Love and Collaboration in Practice: Perspectives on Co-teaching a Graduate Seminar during a Pandemic

Photo by Tim Mossholder on Unsplash.

In this turbulent yet potentially transformative time marked by a global pandemic and urgent calls for racial justice and equity in society, we find it imperative to rethink the role of the university. We write as a group of women who participated in an experimental graduate anthropology course at the University of California, Riverside, with the explicit intention of breaking down traditional hierarchical structures of academia and knowledge production. In acknowledging that anthropology was founded on colonialism and still largely adheres to the pervasive image of the “the lone (male, white) ethnographer,” we find it necessary to reimagine graduate education as spaces of co-learning and feminist collaboration to decolonize our discipline (El Kotni et al. 2020). In this essay, we reflect on the co-creation of a graduate seminar in which we all—a professor and students of varying positions in their graduate education—took turns developing and teaching the course content. In offering our reflections, we also hope to ignite a broader conversation about collaborative teaching and that others will take up this task.

As the instructor of record, Syvertsen wanted to create a course that acknowledged our shared moment of precarity while taking seriously the demands of students to address the institutional racism and social inequalities that plague academia. The students in the course varied in backgrounds, graduate training, and research interests, but all are currently pursuing doctorates in anthropology as first-generation graduate students and women of color. The overall goals of the course were to rethink “the canon,” question what is considered conventional reading in anthropology, and look beyond the discipline to see how anthropology could enter into more expansive and productive conversations about the big questions of our time. The “big questions” to explore were purposely left open to allow students to tailor the course to their own research interests.

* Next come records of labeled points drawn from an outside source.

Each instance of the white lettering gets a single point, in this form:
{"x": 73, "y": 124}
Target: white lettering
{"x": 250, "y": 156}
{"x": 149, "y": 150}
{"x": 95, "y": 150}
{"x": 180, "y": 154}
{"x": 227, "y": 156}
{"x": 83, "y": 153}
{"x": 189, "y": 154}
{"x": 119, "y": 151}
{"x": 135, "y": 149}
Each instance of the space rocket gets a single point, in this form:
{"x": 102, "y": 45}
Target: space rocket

Despite the potential benefits of collaborative teaching-learning, graduate students are rarely invited into spaces that actively facilitate their involvement. Students often ask themselves why “this” particular reading versus “that” one. Rarely does a syllabus genuinely act as a living document, despite the “subject to change” disclaimer. Rather, the syllabus is best understood as a contract between instructors and the students, further cementing the hierarchical nature of learning and academia.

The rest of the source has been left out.